“Well, then, here we are.” Johnny took a seat. “Now we have two boats and there are three of us. The motor-boat won’t go, but—”

Suddenly he sprang to his feet. “You’d have a compass, wouldn’t you?”

“Ye-es,” the girl replied with evident reluctance, “but it—it’s out of order. That’s why I got lost.”

“Well, anyway,” Johnny said with forced cheerfulness, “now there are three of us. Two’s company and three’s a crowd. I always have liked crowds. Besides,” the corners of his mouth turned up, “you’ve got something of a cabin.”

“Oh, yes.” The girl seemed, for the moment, to forget that she was speaking to one who had knocked her beloved daddy out. “Yes, there is a cabin. There’s a small stove and—and some wood. There’s tea and some pilot biscuits.”

“A stove, wood, tea and pilot biscuits?” Suddenly MacGregor seized her and waltzed her about in a narrow circle. “Rusty, me child, you are an angel.”

A half hour later found them comfortably crowded into Rusty’s small cabin. They were sipping tea and munching hard round crackers.

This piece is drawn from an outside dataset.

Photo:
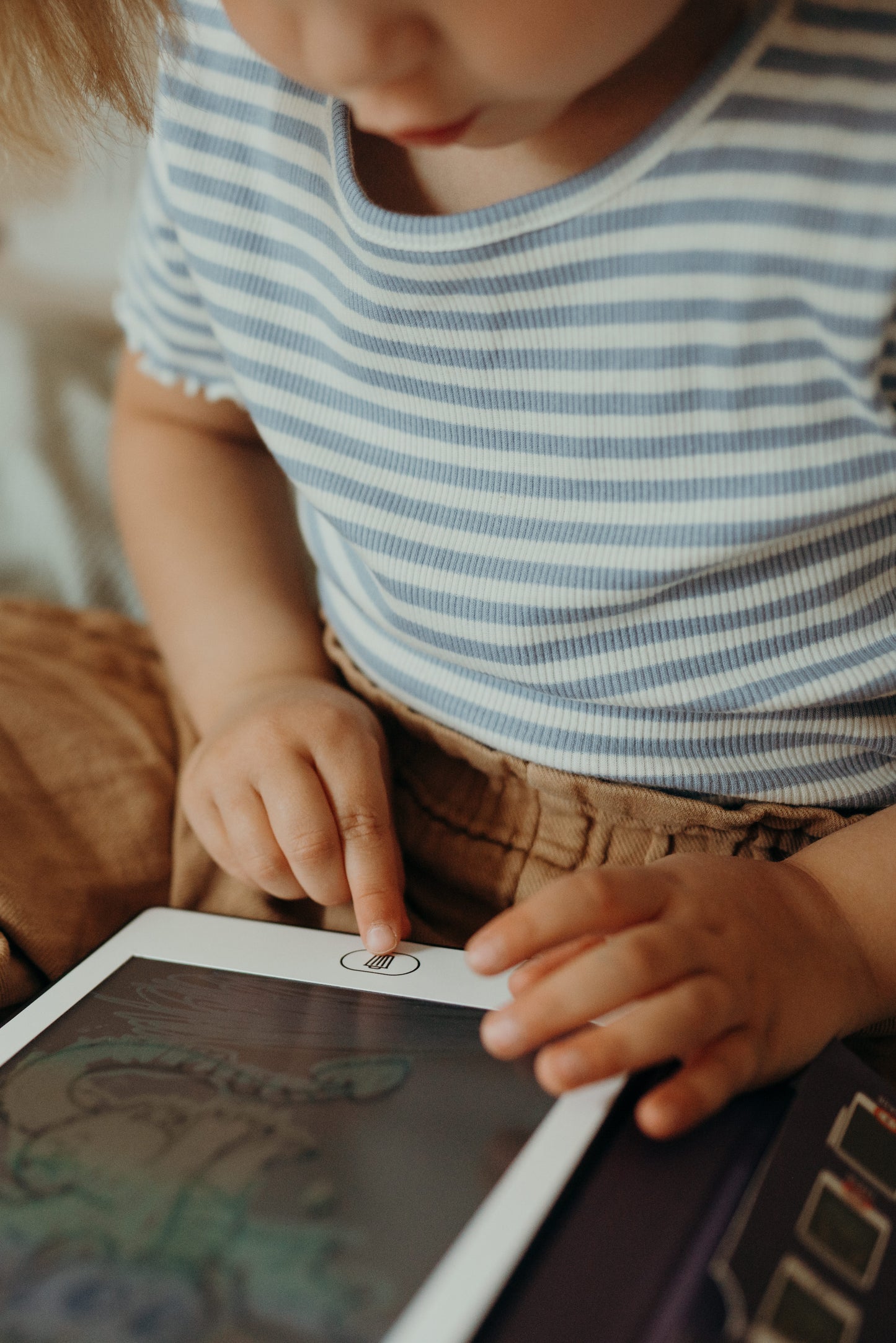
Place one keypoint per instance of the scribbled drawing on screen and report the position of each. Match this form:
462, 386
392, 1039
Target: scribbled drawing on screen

“The fog’ll lift after a while,” MacGregor rumbled dreamily. “We lost our boat. That’s bad. But there’s marine insurance. That’s good. We’ll have another boat. I wonder,” he paused to meditate, “wonder what Blackie and the others are thinking by now.”

“And doing,” Johnny suggested uneasily.

“Yes, and doin’,” MacGregor agreed.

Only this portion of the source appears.